About NC-SARA, MHEC, NEBHE, SREB, WICHE and Lumina Foundation
The National Council for State Authorization Reciprocity Agreements (NC-SARA) is a voluntary, regional approach to state oversight of postsecondary distance education. The initiative is administered by the country’s four regional higher education compacts (MHEC, NEBHE, SREB and WICHE) and overseen by NC-SARA. States and institutions that choose to participate agree to operate under common standards and procedures, providing a more uniform and less costly regulatory environment for institutions, more focused oversight responsibilities for states and better resolution of student complaints.
The Midwestern Higher Education Compact is a nonprofit regional organization assisting Midwestern states in advancing higher education through interstate cooperation and resource sharing. MHEC seeks to fulfill its interstate mission through programs that expand postsecondary opportunity and success; promote inno¬vative approaches to improving institutional and system productivity; improve affordability to students and states; and enhance connectivity between higher education and the workplace. Member states are: Illinois, Indiana, Iowa, Kansas, Michigan, Minnesota, Missouri, Nebraska, North Dakota, Ohio, South Dakota, and Wisconsin.

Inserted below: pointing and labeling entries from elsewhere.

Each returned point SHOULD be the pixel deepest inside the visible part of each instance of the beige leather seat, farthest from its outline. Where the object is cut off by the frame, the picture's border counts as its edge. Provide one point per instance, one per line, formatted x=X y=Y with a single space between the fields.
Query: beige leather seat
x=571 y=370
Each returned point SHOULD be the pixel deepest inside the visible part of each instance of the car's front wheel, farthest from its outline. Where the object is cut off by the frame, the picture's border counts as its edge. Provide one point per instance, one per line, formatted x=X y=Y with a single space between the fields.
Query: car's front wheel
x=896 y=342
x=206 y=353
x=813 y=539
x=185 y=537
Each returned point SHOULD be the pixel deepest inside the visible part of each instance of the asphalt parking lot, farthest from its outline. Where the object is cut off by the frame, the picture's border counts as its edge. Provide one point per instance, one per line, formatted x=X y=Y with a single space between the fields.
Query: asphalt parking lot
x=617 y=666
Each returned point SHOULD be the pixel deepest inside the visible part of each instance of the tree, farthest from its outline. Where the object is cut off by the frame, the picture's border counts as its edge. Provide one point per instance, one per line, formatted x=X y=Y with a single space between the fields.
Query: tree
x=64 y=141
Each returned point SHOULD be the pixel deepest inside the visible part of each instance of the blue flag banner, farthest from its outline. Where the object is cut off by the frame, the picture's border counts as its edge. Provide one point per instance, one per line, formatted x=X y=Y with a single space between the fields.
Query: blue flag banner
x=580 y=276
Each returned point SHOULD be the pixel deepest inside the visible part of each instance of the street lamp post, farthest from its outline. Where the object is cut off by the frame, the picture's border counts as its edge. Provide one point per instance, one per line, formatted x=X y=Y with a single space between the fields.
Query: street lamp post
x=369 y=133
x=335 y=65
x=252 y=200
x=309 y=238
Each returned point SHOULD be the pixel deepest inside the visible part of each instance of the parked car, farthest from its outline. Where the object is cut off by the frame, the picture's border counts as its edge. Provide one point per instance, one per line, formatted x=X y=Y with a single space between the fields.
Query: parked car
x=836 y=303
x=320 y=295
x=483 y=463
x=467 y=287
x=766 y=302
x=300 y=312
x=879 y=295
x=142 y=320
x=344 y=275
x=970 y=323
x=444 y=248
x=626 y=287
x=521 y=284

The New England Board of Higher Education promotes greater educational opportunities and services for the residents of New England. It works across the six New England states to engage and assist leaders in the assessment, development, and implementation of sound education practices and policies of regional significance; promote policies, programs, and best practices to assist the states in implementing important regional higher education policies; promote regional cooperation and programs that encourage the efficient use and sharing of educational resources; and provide leadership to strengthen the relationship between higher education and the economic well-being of New England.
The Southern Regional Education Board works with 16 member states to improve public educa-tion at every level, from pre-K through Ph.D. SREB is a nonprofit, nonpartisan organization headquartered in Atlanta. SREB states currently participate in SREB’s Electronic Campus Regional Reciprocity Agreement, and SREB is working closely with SARA to expand reciprocity nationwide. Member states are Alabama, Arkansas, Delaware, Florida, Georgia, Kentucky, Louisiana, Maryland, Mississippi, North Carolina, Oklahoma, South Carolina, Tennessee, Texas, Virginia, and West Virginia.
The Western Interstate Commission for Higher Education and its 16 members work collabora-tively to expand educational access and excellence for all citizens of the West. By promoting innovation, cooperation, resource sharing, and sound public policy among states and institutions, WICHE strengthens higher education’s contributions to the region’s social, economic, and civic life. WICHE’s members include: Alaska, Arizona, California, Colorado, Hawai‘i, Idaho, Montana, Nevada, New Mexico, North Dakota, Oregon, South Dakota, Utah, Washington, Wyoming, and the Commonwealth of the Northern Mariana Islands (the first of the U.S. Pacific territories and freely associated states to participate).
Lumina Foundation is an independent, private foundation committed to increasing the proportion of Americans with high-quality degrees, certificates and other credentials to 60 percent by 2025. Lumina’s outcomes-based approach focuses on helping to design and build an accessible, responsive and accountable higher education system while fostering a national sense of urgency for action to achieve Goal 2025.